Hugh sah einen Augenblick aus, als hätte er Lust, an diese unzusammenhängende Rückerinnerung weitere Fragen zu knüpfen; – aber Simon Tappertit, der sich in tiefen Betrachtungen ergangen hatte, gab seinen Gedanken eine neue Richtung.
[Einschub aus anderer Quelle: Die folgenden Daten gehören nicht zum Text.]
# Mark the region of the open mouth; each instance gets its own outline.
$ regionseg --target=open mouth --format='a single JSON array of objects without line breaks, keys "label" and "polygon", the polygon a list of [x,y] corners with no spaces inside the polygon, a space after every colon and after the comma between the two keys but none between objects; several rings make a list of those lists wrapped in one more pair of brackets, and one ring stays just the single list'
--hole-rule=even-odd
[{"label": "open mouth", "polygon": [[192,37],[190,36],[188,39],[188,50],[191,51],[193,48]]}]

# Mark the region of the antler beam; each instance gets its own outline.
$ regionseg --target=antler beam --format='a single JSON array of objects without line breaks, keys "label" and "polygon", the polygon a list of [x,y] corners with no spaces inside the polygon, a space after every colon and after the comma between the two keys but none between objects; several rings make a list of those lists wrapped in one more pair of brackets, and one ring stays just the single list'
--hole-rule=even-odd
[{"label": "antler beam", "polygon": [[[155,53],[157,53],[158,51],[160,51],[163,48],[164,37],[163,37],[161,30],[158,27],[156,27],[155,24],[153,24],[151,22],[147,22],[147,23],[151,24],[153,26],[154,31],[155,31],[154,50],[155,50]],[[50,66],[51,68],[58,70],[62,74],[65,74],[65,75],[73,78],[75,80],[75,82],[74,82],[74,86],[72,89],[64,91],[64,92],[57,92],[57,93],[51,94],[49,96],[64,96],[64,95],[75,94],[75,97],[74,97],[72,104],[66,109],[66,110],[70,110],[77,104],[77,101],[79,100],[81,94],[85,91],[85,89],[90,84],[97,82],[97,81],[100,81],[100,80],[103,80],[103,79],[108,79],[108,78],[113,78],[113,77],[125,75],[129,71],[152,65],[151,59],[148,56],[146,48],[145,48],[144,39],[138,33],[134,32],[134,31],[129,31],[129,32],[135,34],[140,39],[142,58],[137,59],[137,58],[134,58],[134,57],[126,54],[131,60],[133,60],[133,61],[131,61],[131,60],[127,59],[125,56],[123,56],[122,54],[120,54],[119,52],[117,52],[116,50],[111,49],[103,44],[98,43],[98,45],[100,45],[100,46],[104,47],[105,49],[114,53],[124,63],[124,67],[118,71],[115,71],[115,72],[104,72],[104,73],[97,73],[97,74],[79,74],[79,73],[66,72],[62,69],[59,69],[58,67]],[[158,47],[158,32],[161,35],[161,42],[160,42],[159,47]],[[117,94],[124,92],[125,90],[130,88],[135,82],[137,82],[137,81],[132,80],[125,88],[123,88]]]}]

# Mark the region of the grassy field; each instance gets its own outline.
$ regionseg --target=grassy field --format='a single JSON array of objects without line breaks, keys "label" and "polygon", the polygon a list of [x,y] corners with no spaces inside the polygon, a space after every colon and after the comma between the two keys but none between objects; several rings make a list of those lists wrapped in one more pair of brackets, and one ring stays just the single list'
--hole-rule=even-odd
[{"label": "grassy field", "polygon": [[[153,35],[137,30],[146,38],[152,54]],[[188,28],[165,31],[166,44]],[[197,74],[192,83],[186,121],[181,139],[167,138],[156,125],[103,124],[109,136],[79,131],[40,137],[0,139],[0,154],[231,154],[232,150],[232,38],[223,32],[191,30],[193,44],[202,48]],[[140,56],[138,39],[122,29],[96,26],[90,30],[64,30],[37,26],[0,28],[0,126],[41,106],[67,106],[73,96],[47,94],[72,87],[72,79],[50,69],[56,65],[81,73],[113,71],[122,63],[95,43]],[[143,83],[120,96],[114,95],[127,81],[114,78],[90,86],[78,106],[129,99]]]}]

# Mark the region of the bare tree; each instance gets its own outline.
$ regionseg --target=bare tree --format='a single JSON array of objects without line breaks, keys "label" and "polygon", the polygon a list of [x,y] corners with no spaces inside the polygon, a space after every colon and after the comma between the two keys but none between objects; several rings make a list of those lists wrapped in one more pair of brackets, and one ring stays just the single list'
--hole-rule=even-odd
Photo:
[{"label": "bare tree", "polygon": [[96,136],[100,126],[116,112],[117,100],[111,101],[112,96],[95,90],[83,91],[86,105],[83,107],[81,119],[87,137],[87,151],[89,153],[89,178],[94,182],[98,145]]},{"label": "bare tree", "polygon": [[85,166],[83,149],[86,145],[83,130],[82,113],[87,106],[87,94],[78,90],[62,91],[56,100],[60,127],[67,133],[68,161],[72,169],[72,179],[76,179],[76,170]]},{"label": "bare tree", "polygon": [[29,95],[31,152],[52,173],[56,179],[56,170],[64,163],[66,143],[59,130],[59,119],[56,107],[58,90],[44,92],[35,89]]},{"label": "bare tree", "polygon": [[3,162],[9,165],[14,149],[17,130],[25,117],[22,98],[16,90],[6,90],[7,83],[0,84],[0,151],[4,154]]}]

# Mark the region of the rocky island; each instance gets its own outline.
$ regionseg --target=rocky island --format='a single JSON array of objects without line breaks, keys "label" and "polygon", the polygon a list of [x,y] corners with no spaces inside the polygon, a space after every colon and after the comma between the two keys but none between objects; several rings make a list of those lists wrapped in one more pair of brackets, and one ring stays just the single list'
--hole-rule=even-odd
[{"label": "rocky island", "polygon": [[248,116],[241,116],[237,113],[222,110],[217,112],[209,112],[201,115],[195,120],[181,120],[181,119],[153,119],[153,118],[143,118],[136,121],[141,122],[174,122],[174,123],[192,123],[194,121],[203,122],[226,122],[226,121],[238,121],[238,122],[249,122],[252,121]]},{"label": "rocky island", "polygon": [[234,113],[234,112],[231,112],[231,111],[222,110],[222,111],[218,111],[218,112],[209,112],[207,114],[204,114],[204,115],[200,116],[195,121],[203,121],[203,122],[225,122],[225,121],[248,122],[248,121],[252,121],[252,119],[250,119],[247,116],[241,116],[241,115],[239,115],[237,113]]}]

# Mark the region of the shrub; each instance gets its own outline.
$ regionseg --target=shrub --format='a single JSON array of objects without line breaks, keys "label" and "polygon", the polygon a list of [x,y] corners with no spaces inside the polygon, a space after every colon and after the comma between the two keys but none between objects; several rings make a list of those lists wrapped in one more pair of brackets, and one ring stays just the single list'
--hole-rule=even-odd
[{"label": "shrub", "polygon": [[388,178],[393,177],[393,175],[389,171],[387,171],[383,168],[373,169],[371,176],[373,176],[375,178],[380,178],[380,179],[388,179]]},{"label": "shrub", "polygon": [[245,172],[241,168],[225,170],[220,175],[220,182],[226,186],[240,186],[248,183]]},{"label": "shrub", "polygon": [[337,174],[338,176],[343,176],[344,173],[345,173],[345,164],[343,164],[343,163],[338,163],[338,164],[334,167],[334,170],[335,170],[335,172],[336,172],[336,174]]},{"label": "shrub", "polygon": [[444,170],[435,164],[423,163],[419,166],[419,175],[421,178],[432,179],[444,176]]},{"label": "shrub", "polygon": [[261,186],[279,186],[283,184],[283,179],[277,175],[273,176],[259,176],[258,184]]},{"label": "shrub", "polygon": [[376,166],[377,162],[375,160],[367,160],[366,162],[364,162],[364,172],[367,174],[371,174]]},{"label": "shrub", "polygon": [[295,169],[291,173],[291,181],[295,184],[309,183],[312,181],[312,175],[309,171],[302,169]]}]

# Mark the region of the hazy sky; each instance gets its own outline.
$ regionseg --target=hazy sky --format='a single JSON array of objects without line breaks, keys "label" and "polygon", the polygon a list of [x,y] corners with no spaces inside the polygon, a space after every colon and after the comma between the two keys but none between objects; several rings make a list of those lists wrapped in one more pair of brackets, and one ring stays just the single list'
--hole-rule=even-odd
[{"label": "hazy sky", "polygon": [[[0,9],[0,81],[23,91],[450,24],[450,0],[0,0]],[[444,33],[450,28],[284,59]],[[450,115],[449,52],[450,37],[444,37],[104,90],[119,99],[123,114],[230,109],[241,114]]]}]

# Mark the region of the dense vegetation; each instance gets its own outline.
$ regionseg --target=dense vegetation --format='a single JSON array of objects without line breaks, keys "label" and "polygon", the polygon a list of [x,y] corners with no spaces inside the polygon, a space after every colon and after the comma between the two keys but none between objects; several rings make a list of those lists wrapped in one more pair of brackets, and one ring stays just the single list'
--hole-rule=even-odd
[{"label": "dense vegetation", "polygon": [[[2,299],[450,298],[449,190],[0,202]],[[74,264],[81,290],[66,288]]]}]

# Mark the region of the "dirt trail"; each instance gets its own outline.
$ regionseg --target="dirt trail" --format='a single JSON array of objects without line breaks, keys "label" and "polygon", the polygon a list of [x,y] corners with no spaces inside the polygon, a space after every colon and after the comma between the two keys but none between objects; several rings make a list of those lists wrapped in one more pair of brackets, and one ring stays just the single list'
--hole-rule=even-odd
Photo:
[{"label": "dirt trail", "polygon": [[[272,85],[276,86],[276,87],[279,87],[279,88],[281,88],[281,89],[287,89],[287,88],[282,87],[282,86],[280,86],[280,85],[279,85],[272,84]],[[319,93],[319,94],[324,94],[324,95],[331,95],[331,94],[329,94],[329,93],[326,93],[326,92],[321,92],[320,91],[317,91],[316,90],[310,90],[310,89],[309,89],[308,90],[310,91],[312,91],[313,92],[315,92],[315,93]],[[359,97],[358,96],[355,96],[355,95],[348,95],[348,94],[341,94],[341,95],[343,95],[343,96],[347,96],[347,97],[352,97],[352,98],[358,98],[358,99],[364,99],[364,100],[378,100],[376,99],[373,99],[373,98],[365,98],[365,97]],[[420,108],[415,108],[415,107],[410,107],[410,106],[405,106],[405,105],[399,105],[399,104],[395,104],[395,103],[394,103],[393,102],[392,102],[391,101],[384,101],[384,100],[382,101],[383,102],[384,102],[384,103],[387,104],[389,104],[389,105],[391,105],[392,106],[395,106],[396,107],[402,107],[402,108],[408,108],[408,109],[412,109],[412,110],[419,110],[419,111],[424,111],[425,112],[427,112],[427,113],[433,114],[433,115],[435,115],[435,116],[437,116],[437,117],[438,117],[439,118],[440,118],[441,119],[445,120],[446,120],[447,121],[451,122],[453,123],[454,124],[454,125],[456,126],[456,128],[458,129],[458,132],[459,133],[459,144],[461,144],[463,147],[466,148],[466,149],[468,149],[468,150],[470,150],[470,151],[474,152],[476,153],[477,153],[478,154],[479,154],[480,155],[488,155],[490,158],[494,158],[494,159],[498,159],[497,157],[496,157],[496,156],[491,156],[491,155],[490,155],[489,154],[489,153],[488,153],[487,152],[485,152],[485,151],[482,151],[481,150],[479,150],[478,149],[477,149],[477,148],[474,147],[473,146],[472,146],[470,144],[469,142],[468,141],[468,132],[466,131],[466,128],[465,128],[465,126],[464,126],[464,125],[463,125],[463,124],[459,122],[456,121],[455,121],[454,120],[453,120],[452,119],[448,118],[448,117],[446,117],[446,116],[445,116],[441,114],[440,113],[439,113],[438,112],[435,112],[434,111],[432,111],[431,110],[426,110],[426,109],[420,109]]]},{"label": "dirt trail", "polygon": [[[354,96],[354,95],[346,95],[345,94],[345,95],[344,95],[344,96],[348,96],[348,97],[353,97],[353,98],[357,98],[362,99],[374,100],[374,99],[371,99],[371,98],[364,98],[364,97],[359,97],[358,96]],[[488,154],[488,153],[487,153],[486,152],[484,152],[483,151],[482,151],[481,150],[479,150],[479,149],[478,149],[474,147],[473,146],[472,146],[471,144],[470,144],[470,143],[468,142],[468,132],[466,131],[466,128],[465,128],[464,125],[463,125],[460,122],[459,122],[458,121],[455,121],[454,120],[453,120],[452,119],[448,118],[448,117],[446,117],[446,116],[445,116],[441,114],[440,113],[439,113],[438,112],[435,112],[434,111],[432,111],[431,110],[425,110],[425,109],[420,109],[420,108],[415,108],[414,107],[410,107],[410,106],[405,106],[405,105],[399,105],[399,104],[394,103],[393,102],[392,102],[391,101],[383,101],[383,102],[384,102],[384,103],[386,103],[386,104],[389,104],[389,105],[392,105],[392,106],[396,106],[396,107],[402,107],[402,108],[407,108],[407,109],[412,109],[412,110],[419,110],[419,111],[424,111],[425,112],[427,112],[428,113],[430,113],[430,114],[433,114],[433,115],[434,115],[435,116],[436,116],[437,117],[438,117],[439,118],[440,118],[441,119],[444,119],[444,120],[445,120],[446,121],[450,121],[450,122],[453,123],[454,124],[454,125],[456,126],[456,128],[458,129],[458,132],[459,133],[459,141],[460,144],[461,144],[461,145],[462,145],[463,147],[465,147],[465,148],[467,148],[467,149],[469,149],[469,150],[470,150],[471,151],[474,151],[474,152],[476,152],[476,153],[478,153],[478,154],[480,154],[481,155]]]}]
»Hugh!« sagte Sim, »Ihr habt Euch heute brav gehalten und sollt dafür belohnt werden. Ihr gleichfalls, Dennis. Gibt's kein junges Frauenzimmer, das Ihr zu entführen geneigt wäret?«

»N–nein,« entgegnete dieser Gentleman, indem er sich in seinem grauen Bart kratzte, der um ein paar Zoll zu lang war. »Wüßte gerade keine Besondere.«

»Gut also,« versetzte Sim, »wir wollen denn sehen, wie wir Eure Verdienste anderweitig belohnen. Was Euch anbelangt, alter Knabe« – er wandte sich dabei an Hugh – »so sollt Ihr innerhalb drei Tagen Miggs haben – Ihr wißt, die Person, die ich Euch versprochen habe. Merkt's Euch. Ihr habt mein Wort dafür.«

Hugh dankte ihm sehr herzlich, und während er dieß that, kehrte sein Lachkrampf mit solchem Ungestüm zurück, daß er sich mit einer Hand die Seite halten und die andere auf die Schulter seines kleinen Capitäns stützten mußte, ohne dessen Beistand er sich zuverlässig auf den Boden überkugelt haben würde.